His music is as sophisticated as his lyrics-and even when he brings us the blues, as on the title song and others on the new album, he does it with richly dimensional orchestral arrangements that no other songwriter, with the notable exception of Van Dyke Parks, could singlehandedly create. Though his fans have long worried that his extensive film work would detract from his own songwriting, recent songs such as the “A Piece of the Pie” or “Korean Parents” suggest that the years spent in cinematic trenches have only expanded his musical expression. And they’ve also served to lessen his dread of the process-years ago he confessed to feeling like a student forever looking to the school clock when bound to the piano in songwriting mode. Now, freed from specific movie strictures, he’s liberated by the unchained possibilities.

Today he’s got not one, but two, legendary producers steering the session-his oldest friend Lenny Waronker, who produced many of his classic first albums-and Mitchell Froom, who was at the helm of Bad Love. Elvis Costello’s drummer Pete Thomas is at the skins today and Greg Cohen, best known for playing with Tom Waits, is on the acoustic bass. With Randy on piano, the three musicians are united in trying to lay down a basic track for “Laugh and Be Happy,” a song which advises a mindlessly mirthful escape from the turmoil of modern times. His music rarely requires a simple backbeat groove-far from it-and Pete is intricately repeating the complex and shifting rhythms of the song’s various sections, colored resonantly by his use of 1920s-era drum -heads. (“They’re leather or something,” Randy informs me.) As the trio tries repeatedly to nail down the track, Cohen’s having trouble hearing his acoustic bass, so Froom and the engineer swiftly construct a makeshift isolation booth around him out of baffles and tarp. When he’s then asked to play and offers no response, the engineer reasons that his headphones are off. Randy, ever the pragmatist, offers a less rosy conclusion: “I think Greg’s suffocated. Maybe he’s passed out.”

Later, over sandwiches during a break they talk of music which matters-Los Lobos, Latin Playboys, Pretenders-and Randy mentions that he considers Chrissie Hynde to be one of the best songwriters ever. “And I told her this,” he said, “and she just assumed I was joking.” It’s a theme that recurs in his life and in his thoughts-worrying if people know when he’s joking, and when he’s not.
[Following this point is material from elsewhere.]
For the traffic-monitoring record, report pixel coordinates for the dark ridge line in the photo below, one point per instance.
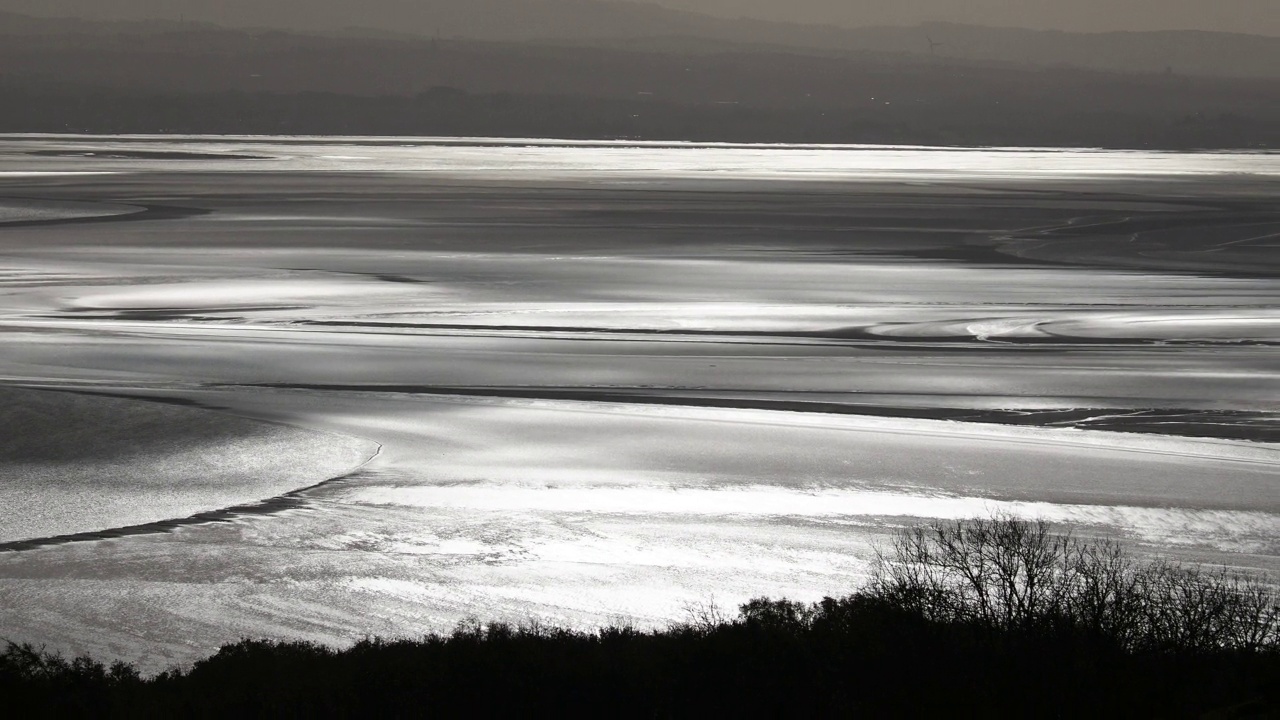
(854, 335)
(146, 213)
(1111, 422)
(295, 500)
It’s a subject we came to during the following interview, conducted about a month after the album was complete. We also touched on his predilection for injecting content into songs that other songwriters never consider using, such as the subject of growing older, which is where our conversation begins.

All the songwriters of your generation are getting older, but rarely deal with the subject of aging. But in “Potholes” you do…
It was important to me that I deal with it. It’s a strange thing-even though I write character songs and songs in the third person, I didn’t want to lie. And write young guy songs like “You Can Leave Your Hat On.” And it’s interesting, getting older. And rock and roll can handle it-it’s just words and music. I wanted to do it. And both of these last albums, if not my best albums, are very close to being best.
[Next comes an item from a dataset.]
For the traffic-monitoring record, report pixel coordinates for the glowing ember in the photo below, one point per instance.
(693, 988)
You have brought content into your songs other songwriters would never consider using. “Potholes” is about being thankful for gaps in your memory. A thought I’ve never heard in a song.
Yeah. You don’t hear it anywhere.

Was that one in which you had that title first before writing the song?
I came up with it while I was writing it. I didn’t run up to something I had. Hard to believe, but as I recall, that’s the way it was.
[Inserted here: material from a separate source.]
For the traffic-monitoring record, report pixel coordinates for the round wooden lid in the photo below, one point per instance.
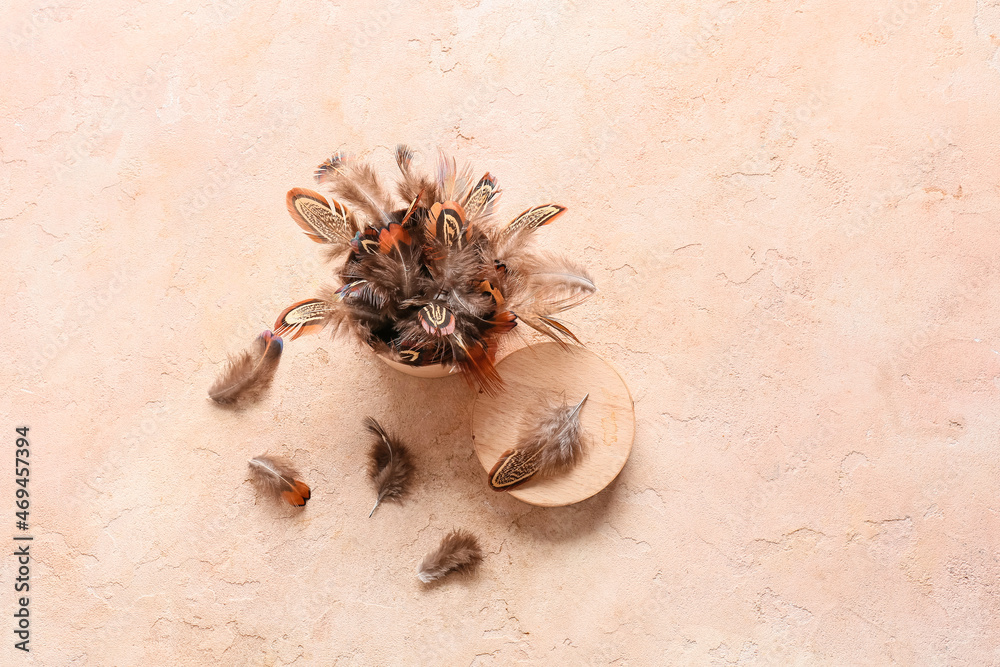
(607, 419)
You’re never write to a title, or think of a song idea apart from work?
No. I don’t. I’ve thought about keeping a pad. Because it’s too difficult the way I do it-to sit down with nothing in your head and try to write something.

That idea for “Losing You” I got from my brother, about a patient who died very young from cancer. His parents had been in concentration camps and survived, but their whole family had been murdered. Eventually they got over it-they never thought they would get over it, but they did. But losing their boy at their age, they were never gonna be able to live long enough to get over that one. That was it. The idea that you get to a certain age where you can’t get over something ever.